WHO REVIEW: A Big Hand for the Doctor by Eoin Colfer

So, the first of this latest range of cash-ins celebratory releases is now out. Each month, a noted author will release a story featuring one of the Doctor’s incarnations. One Doctor per month. £1.99 for an e-book, with a printed omnibus expected at the end of the year. Nice idea. However, A Big Hand for the Doctor is a big disappointment.

OK, I know I’m not the target audience for this. These books are clearly aimed at younger readers, and that’s all well and good. That’s who Doctor Who is for, after all. Colfer’s prose is functional but enjoyable, skipping along nicely. Having had a very busy day, I left this till this evening to read, so that I could spend some time on it. Had I known it would take me about ten minutes to read, I would have done it on my tea break. Even as a printed book, two quid would be asking a lot for something so brief. For a download, it’s pretty shocking. But the big the problem is, this just doesn’t read like the first Doctor to me.
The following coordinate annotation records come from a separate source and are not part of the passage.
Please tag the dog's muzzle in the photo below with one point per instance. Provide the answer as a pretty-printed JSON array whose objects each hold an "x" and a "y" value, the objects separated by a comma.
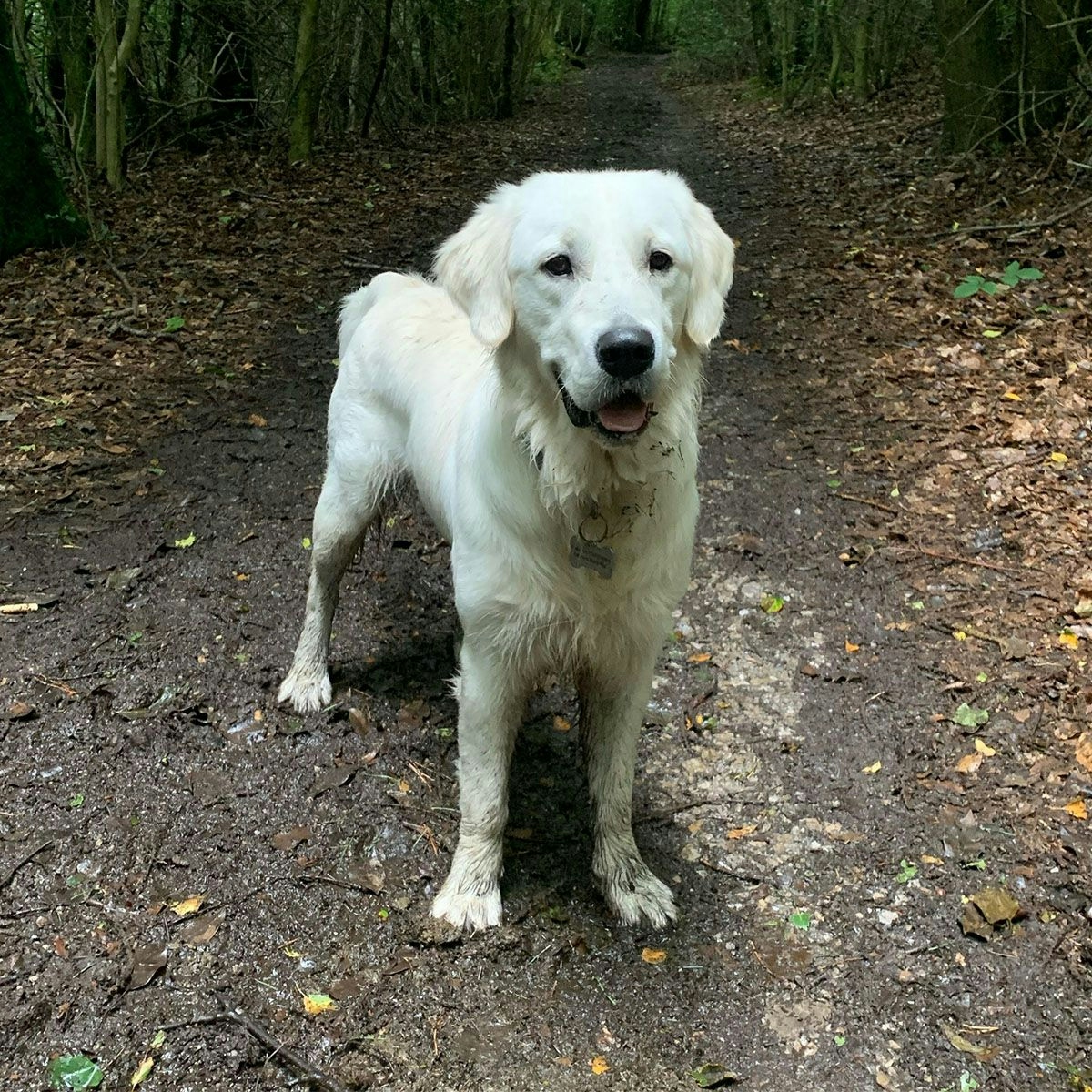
[{"x": 622, "y": 419}]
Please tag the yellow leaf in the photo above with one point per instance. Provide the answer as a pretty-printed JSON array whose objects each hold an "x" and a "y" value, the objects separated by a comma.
[
  {"x": 142, "y": 1070},
  {"x": 1077, "y": 808},
  {"x": 190, "y": 905},
  {"x": 314, "y": 1004},
  {"x": 969, "y": 763}
]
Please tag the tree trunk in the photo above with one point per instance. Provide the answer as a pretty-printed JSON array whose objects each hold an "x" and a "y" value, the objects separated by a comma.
[
  {"x": 114, "y": 58},
  {"x": 301, "y": 126},
  {"x": 34, "y": 211},
  {"x": 71, "y": 25},
  {"x": 385, "y": 53},
  {"x": 972, "y": 71},
  {"x": 763, "y": 37},
  {"x": 506, "y": 105}
]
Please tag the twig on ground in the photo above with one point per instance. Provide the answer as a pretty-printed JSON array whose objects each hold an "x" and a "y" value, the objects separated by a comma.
[
  {"x": 940, "y": 556},
  {"x": 20, "y": 864},
  {"x": 230, "y": 1014},
  {"x": 1026, "y": 225}
]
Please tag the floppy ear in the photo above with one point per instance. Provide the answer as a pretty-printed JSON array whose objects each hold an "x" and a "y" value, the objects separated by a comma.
[
  {"x": 473, "y": 267},
  {"x": 713, "y": 257}
]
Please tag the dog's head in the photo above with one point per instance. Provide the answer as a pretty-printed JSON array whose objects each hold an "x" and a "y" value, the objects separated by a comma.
[{"x": 605, "y": 273}]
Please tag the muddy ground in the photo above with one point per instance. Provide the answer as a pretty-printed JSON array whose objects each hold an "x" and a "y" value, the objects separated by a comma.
[{"x": 816, "y": 780}]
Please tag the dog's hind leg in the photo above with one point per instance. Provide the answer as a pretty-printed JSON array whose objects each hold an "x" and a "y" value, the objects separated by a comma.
[
  {"x": 490, "y": 703},
  {"x": 612, "y": 708},
  {"x": 353, "y": 491}
]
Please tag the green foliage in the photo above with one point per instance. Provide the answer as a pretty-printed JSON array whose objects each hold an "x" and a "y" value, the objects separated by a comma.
[
  {"x": 1014, "y": 274},
  {"x": 75, "y": 1071}
]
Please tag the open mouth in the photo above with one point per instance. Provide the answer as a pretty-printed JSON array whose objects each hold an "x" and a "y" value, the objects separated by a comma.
[{"x": 622, "y": 418}]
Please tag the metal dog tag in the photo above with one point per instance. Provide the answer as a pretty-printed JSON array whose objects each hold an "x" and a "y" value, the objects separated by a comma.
[{"x": 585, "y": 555}]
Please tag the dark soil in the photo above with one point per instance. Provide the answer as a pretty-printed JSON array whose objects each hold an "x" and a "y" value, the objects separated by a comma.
[{"x": 805, "y": 784}]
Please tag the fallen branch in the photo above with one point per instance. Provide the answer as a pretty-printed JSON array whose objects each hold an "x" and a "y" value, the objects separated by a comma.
[
  {"x": 1026, "y": 225},
  {"x": 940, "y": 556},
  {"x": 234, "y": 1015}
]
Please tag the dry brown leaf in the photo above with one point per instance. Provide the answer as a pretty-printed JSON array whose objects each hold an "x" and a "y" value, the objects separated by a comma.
[
  {"x": 969, "y": 763},
  {"x": 738, "y": 833}
]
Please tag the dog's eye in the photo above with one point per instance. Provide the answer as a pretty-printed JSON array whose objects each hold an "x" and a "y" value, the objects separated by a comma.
[{"x": 558, "y": 266}]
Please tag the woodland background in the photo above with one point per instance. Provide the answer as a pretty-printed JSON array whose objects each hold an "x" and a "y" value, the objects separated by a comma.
[{"x": 94, "y": 88}]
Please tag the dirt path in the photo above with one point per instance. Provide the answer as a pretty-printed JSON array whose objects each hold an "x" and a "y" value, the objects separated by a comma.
[{"x": 795, "y": 780}]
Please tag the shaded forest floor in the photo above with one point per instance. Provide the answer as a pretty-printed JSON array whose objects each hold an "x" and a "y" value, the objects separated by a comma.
[{"x": 866, "y": 769}]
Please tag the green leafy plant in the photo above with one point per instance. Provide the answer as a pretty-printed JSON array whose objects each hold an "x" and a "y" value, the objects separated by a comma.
[
  {"x": 75, "y": 1071},
  {"x": 1015, "y": 273}
]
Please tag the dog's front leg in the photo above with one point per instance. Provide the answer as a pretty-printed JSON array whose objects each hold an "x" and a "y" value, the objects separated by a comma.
[
  {"x": 612, "y": 708},
  {"x": 490, "y": 703}
]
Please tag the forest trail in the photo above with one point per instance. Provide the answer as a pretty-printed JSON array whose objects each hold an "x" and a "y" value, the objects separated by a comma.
[{"x": 802, "y": 780}]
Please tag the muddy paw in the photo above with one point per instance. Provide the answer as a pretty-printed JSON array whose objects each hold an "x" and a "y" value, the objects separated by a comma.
[
  {"x": 468, "y": 910},
  {"x": 308, "y": 693},
  {"x": 637, "y": 895}
]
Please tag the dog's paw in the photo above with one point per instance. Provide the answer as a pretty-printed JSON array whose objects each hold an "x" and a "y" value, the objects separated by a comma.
[
  {"x": 634, "y": 895},
  {"x": 308, "y": 692},
  {"x": 468, "y": 910}
]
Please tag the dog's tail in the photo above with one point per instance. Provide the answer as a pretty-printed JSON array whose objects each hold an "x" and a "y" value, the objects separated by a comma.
[{"x": 356, "y": 305}]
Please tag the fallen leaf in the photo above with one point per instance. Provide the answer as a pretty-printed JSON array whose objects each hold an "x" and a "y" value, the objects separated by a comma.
[
  {"x": 288, "y": 840},
  {"x": 713, "y": 1075},
  {"x": 142, "y": 1070},
  {"x": 75, "y": 1071},
  {"x": 148, "y": 960},
  {"x": 186, "y": 906},
  {"x": 1077, "y": 808},
  {"x": 315, "y": 1004},
  {"x": 961, "y": 1043},
  {"x": 200, "y": 931},
  {"x": 1085, "y": 751},
  {"x": 969, "y": 763}
]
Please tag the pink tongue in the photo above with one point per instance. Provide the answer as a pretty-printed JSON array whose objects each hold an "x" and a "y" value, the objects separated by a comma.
[{"x": 623, "y": 415}]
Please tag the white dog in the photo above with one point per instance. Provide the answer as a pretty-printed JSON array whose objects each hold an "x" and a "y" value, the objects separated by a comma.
[{"x": 543, "y": 396}]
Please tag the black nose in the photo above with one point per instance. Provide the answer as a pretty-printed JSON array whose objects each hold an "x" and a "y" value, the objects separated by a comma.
[{"x": 626, "y": 352}]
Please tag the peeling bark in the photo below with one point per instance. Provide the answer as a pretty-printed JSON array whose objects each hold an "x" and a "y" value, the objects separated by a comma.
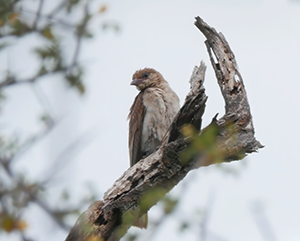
[{"x": 145, "y": 183}]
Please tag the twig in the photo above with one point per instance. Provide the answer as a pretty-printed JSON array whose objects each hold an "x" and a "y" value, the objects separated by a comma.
[{"x": 161, "y": 171}]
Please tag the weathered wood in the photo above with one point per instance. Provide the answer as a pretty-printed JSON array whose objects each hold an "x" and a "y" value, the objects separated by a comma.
[{"x": 145, "y": 183}]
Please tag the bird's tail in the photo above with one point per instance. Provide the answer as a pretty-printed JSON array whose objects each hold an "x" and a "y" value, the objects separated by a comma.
[{"x": 142, "y": 222}]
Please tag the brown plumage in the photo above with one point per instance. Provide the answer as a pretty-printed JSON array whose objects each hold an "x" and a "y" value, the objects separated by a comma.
[{"x": 150, "y": 117}]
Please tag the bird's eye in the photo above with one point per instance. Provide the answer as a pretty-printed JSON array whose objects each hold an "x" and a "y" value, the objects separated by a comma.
[{"x": 146, "y": 75}]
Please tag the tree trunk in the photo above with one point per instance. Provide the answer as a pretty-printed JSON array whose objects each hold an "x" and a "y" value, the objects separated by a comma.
[{"x": 185, "y": 147}]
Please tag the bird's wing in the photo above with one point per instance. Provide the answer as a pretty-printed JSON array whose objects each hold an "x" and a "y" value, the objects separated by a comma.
[{"x": 136, "y": 119}]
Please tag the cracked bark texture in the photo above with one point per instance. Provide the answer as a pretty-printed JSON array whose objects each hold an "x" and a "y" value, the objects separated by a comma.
[{"x": 145, "y": 183}]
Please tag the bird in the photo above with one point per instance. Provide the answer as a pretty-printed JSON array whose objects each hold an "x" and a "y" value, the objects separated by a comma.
[{"x": 150, "y": 117}]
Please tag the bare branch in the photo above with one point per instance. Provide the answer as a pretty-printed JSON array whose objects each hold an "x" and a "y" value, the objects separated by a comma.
[{"x": 145, "y": 183}]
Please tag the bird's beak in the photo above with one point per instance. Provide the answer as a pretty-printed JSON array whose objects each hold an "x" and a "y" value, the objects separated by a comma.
[{"x": 136, "y": 82}]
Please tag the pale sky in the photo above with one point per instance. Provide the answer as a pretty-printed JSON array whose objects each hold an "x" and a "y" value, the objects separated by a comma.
[{"x": 265, "y": 38}]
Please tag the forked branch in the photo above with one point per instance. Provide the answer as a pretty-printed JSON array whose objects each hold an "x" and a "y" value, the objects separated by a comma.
[{"x": 144, "y": 184}]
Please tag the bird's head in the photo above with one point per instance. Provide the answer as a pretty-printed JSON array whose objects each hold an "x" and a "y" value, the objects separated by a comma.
[{"x": 147, "y": 77}]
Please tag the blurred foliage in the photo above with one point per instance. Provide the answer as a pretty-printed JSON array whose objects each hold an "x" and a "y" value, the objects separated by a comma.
[{"x": 17, "y": 190}]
Imagine an author was given a brief to write a first Doctor story. He’s never seen any of the classic series, but knows the modern version through and through. So he gets a basic description of the first Doctor’s characteristics, and works from that. This is exactly how the story reads. The story would work fine for the tenth or eleventh Doctor, or even the fourth, and they’d fit the style of the telling well. But this is a version of the first Doctor who acts exactly like his dashing successors, except that he’s a bit grumpier and worries about his granddaughter. It’s a generic modern Doctor with a couple of sixties Doctor Who trappings bolted on.

So, maybe I’m just grumpy like the first Doctor. You could call this a reimagining, I guess. If it were an adventure of a much younger first Doctor, maybe I could buy it. But this is supposedly the old geezer who appeared on TV from 1963 to 1966, and it doesn’t fit. It’s a shame, as there are some nice ideas here – some vague mentions of the Doctor’s family, and the revelation that he gets visions of his future selves. These are revisionist ideas that could be made into something. Instead, we get a very generic story that would work happily as a Doctor Who Adventures comic strip, and has none of the appeal of the version of the character it’s supposed to be celebrating. So what’s the point of it?